Entropy-Gated Latent Recursion

Inference-time scaling has become the dominant lever for improving language-model reasoning, but existing methods derive rollout diversity from a single source: stochastic token-level sampling. We argue that this single-axis sampling space is fundamentally limiting, and identify a second, fully deterministic and complementary axis: the layer span L at which a frozen model's top decoder layers are recursively re-applied at high-uncertainty tokens. Different choices of L produce distinct rollouts that solve different subsets of problems, with no stochasticity. We instantiate this axis through Entropy-Gated Latent Recursion (EGLR), a training-free decoding procedure that re-applies the top-L layers for at most K_{\max} iterations until the next-token distribution converges. Combined with T temperature samples, EGLR turns a single-axis stochastic rollout pool into an L\times T Cartesian sampling space at almost the same per-rollout cost.
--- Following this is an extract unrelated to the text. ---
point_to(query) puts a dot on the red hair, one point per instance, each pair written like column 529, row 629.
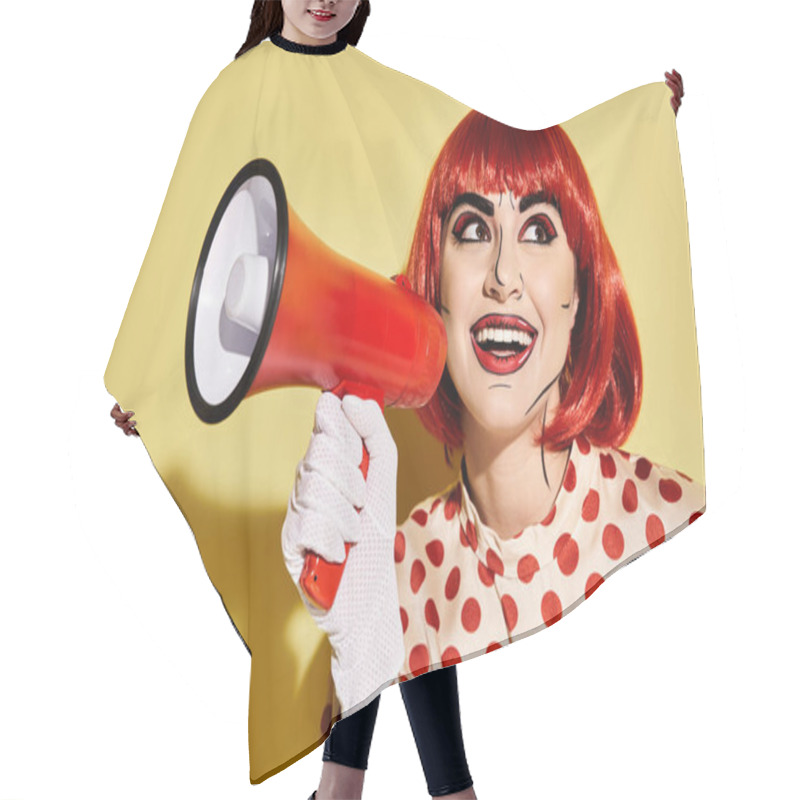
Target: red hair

We characterize this space across 8 instruction-tuned models and 6 math reasoning benchmarks, and show that the L-axis is genuinely complementary to temperature: on MATH-500 with Qwen2.5-3B-Instruct, the joint L\times T oracle reaches 91.6%, +8.2 percentage points beyond the temperature-only oracle (83.4%) and +10.4 points beyond the layer-only oracle (81.2%), confirming that the two axes capture genuinely complementary problems. The expanded rollout pool provides richer per-prompt candidates for any downstream procedure that consumes rollouts, including self-consistency, best-of-N with verifiers, and group-relative RL training (GRPO), opening a new direction for inference-time scaling that does not rely on stochastic noise.